Sobre o comentário nas redes sociais de que o vídeo mostraria um atentado à liberdade de expressão, Bezerra Neto afirma que a existência de outros dois casos recentes traz margem para esse tipo de interpretação. Ele fez referência à prisão do soldado da Polícia Militar do Ceará (PMCE) Márcio Wescley Oliveira dos Santos e ao afastamento do delegado da Polícia Civil João Henrique da Silva Neto. “Não é que achamos que seja contrário ao Código Penal Militar, mas a circunstância nos faz (sic) crer que existe algo além, talvez por ser momento eleitoral, alguma intenção de movimentar os processos dessa forma”.

O promotor Sebastião Brasilino de Freitas, da Promotoria de Justiça Militar e Controle Externo da Atividade Policial Militar do Ministério Público Estadual do Ceará, afirmou em entrevista ao Comprova que o pedido de prisão preventiva tem o intuito de “cessar o cometimento de crimes que ele (o policial) vinha fazendo”. O promotor diz ainda: “A gente prevenia e ele cometia.

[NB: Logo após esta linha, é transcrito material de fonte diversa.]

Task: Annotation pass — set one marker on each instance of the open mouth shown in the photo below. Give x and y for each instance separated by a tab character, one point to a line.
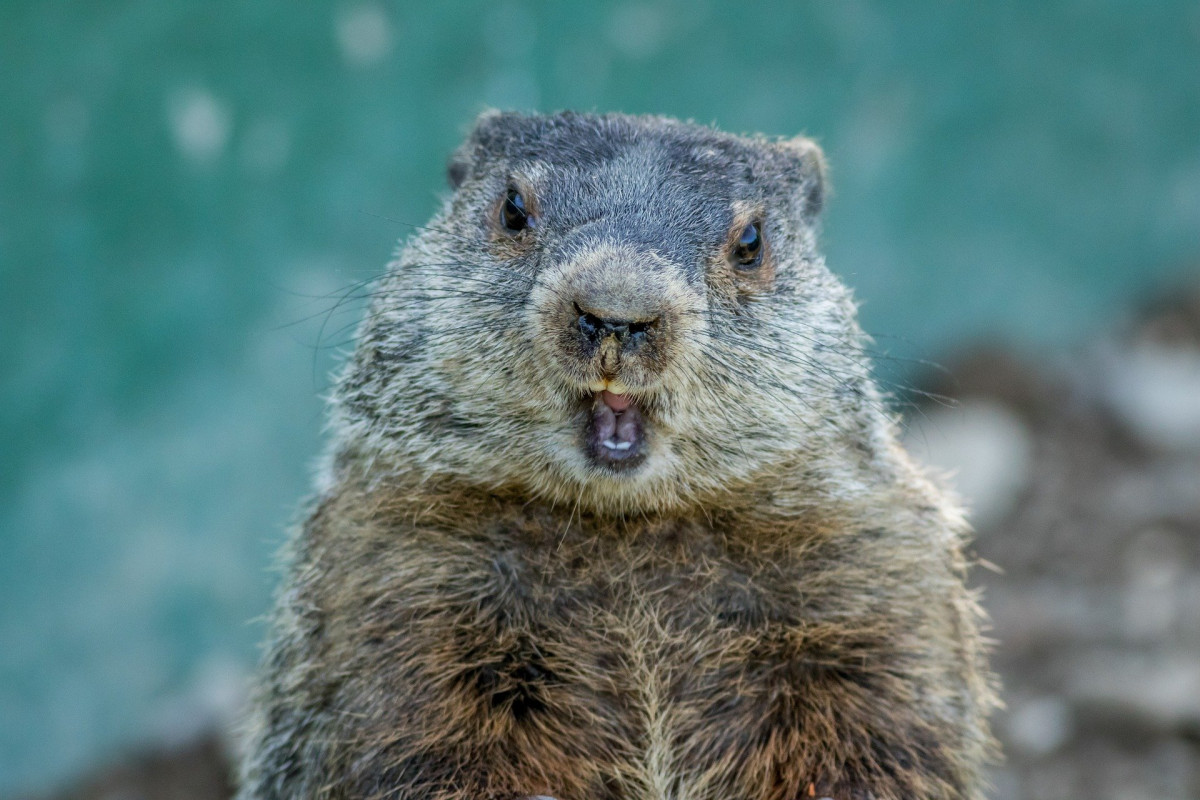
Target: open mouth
616	434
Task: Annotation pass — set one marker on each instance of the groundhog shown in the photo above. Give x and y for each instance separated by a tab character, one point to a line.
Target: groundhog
613	509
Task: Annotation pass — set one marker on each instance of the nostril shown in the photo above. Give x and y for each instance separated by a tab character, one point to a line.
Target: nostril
643	328
595	328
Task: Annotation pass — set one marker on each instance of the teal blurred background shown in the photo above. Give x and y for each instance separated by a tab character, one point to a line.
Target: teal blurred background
189	188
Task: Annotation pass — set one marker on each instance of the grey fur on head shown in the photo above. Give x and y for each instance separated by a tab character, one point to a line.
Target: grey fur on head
761	366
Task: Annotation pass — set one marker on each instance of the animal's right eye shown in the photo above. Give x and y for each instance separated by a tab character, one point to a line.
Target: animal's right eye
514	215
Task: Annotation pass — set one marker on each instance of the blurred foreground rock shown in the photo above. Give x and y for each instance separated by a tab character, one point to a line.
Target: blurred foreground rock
1085	482
1084	477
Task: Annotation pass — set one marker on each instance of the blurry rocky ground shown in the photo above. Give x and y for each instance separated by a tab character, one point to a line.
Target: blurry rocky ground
1084	477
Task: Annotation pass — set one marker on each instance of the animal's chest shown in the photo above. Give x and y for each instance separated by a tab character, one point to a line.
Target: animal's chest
640	672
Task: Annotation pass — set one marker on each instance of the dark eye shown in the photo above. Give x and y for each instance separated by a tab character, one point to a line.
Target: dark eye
748	251
513	212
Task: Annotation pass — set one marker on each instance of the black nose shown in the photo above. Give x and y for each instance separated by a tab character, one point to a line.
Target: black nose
595	329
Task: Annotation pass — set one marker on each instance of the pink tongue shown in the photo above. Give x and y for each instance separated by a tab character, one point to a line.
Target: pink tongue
616	402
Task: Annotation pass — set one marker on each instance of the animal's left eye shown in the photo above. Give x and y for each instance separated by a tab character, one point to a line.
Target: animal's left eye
514	215
748	251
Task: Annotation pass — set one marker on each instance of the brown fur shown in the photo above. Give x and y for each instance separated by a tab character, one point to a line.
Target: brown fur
771	608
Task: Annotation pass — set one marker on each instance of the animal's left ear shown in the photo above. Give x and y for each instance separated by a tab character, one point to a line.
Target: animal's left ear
809	172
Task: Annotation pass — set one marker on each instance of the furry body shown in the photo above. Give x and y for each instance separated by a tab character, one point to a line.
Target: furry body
768	605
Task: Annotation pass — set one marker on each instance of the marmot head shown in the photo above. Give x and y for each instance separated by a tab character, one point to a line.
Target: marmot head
625	313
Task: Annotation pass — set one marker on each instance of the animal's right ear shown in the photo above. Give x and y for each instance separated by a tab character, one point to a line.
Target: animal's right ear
809	172
487	136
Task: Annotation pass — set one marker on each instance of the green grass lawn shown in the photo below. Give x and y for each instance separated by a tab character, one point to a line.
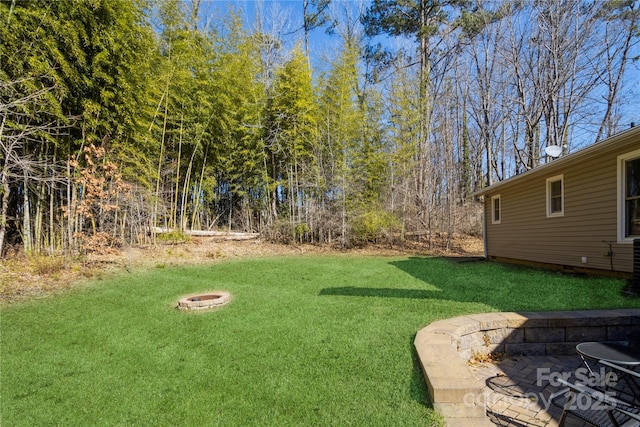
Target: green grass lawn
324	341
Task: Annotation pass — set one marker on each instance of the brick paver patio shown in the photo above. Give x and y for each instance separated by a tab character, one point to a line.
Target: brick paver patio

Tivemos que tomar uma medida severa” e acrescenta “ele (policial) como cidadão pode ter o direito, como militar não. Ele reiterava e, sendo avisado, continuava a fazer. Só teve um jeito que foi pedir a prisão e que se abstivesse de fazer movimentações nas redes sociais”.

A opção pela prisão domiciliar, explica o promotor, se deve à crise sanitária do novo coronavírus. Em casa, o soldado estaria mais resguardado de um possível contágio. No entanto, caso as medidas judiciais sejam descumpridas, o promotor explica que o MP pode acionar a Justiça e pedir o cumprimento da decisão no 5º Batalhão da Polícia Militar do Estado do Ceará (BPM), unidade localizada no Centro de Fortaleza que abriga PMs presos preventivamente ou condenados à reclusão.